De momento, el Gobierno ha negado que estudie la posibilidad de implantar el estado de excepción para poner fin a los desórdenes, aunque diputados oficialistas y comunistas de la región de Lugansk llamaron hoy a adoptar esa medida con urgencia para restablecer el orden y la legalidad.

El oficialista Partido de las Regiones tuvo que salir al paso y desmentir que el Parlamento fuera a debatirlo este jueves.

"Las autoridades tomarán en breve medidas para controlar la situación en el marco de la ley. No hay por qué implantar el estado de excepción sólo porque un grupo de jóvenes fascistas provoquen el enfrentamiento civil en uno de los barrios de Kiev", dijo.

Mientras, el presidente de Ucrania, Víktor Yanukóvich, se negó a recibir a uno de los líderes de la oposición, Vitali Klitschkó, quien rechazó entonces participar en la reunión del grupo de trabajo para solucionar la actual crisis.

"Vine a reunirme con Yanukóvich para demandar el cese de la escalada de violencia y dar los primeros pasos para el arreglo de la grave crisis política. Y resulta que el presidente estaba reunido", afirmó el opositor.

El boxeador y líder del partido UDAR (Golpe) censuró que "el centro de Kiev lleva dos días en llamas y el presidente está sentado a dos manzanas de aquí y ni se entera".

Yanukóvich, quien ha advertido de que los disturbios de los últimos días amenazan con desestabilizar toda Ucrania, estaba reunido con el primer ministro, Nikolái Azárov.
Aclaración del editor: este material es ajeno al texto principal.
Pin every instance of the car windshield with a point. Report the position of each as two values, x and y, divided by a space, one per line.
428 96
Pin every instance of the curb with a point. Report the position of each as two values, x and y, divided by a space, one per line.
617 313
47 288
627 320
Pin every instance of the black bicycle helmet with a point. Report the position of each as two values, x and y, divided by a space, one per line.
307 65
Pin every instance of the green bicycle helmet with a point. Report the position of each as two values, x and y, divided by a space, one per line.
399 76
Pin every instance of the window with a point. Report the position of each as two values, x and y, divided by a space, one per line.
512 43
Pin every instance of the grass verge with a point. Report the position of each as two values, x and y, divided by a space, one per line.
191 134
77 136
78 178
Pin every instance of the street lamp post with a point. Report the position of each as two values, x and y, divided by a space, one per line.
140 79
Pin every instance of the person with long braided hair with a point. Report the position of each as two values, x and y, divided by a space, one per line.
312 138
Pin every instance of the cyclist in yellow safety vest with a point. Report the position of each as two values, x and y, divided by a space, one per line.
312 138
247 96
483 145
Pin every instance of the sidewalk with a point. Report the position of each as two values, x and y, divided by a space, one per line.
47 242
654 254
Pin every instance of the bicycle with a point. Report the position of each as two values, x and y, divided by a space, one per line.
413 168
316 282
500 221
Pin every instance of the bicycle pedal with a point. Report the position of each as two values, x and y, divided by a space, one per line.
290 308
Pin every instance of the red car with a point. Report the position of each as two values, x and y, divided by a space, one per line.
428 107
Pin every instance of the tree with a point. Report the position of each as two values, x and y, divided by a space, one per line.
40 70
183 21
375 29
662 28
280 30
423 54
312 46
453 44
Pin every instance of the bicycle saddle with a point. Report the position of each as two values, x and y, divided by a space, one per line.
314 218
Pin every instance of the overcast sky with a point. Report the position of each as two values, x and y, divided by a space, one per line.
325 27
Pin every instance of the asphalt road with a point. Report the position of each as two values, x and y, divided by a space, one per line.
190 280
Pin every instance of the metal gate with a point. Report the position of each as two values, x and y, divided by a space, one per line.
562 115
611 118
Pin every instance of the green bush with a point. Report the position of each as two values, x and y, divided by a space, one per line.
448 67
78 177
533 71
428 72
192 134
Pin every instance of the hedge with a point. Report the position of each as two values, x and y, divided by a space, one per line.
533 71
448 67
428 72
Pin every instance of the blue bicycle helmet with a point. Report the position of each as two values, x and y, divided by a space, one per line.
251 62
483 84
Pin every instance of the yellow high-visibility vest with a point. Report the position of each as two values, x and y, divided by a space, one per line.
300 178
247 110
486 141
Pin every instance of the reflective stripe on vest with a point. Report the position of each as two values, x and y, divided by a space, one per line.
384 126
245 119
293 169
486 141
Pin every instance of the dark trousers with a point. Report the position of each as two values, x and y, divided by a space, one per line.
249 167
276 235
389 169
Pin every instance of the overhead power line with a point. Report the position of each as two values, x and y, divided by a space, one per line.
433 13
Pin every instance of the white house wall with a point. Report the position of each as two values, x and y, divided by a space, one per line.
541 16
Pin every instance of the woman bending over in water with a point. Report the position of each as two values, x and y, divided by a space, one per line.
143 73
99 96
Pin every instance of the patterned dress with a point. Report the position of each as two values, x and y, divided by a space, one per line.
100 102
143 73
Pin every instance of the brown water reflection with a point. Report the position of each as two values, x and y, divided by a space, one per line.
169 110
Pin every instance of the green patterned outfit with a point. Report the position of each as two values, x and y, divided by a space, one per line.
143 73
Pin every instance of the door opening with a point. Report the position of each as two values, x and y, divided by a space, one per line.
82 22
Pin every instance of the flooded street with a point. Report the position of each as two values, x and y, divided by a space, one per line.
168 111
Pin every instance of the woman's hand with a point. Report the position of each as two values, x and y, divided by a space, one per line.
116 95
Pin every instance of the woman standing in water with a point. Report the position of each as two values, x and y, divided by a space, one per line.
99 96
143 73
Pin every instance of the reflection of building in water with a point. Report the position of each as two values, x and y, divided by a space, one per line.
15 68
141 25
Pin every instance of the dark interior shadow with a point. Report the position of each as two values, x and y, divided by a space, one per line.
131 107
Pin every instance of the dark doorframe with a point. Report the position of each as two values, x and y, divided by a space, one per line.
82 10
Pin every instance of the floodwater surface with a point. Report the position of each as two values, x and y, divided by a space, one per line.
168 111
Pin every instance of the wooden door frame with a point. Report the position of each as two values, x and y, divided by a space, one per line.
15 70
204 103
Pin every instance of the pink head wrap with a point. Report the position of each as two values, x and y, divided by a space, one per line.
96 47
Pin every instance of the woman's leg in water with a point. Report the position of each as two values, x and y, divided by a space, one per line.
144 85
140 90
El asesor del presidente, Andréi Portnov, acusó a los dirigentes opositores de ser personalmente responsables de los disturbios, ya que con su actitud "legalizaron las acciones ilícitas" de los manifestantes.

El nuevo detonante del descontento opositor fue la reciente aprobación de un paquete de leyes que coartan la libertad de reunión al prohibir la instalación de tiendas, altavoces y escenarios en lugares públicos y permitir la detención de manifestantes ataviados con cascos o máscaras.

El líder del principal partido opositor, Batkivschina (Patria), Arseni Yatseniuk, planteó hoy nuevas condiciones para resolver la crisis.

"A estas alturas, lo básico es replegar los fuerzas de seguridad del centro de la ciudad, frenar la violencia, revocar el paquete de leyes dictatoriales y lograr la dimisión del Gobierno", subrayó.

Yatseniuk culpó al silencio y la inacción de Yanukóvich de que las protestas pacíficas desembocaran el domingo en choques que han dejado cientos de heridos, entre manifestantes y agentes del orden, y decenas de detenidos.

"Debido a que el presidente calla y se esconde desde hace dos meses, tenemos lo que tenemos. La gente lo ha recibido como el derecho de pasar de las protestas pacíficas a las no pacíficas", expuso.

El opositor considera que Yanukóvich está obligado a derogar las controvertidas leyes que entran en vigor esta medianoche y que, según la oposición, suponen el advenimiento de un Estado policial.

El comisario de Ampliación de la UE, Stephan Fülle, llega el viernes a Kiev para reunirse con oposición y Gobierno, cuya decisión de suspender la firma de un Acuerdo de Asociación con los Veintiocho desató las anteriores protestas opositoras, el pasado 21 de noviembre.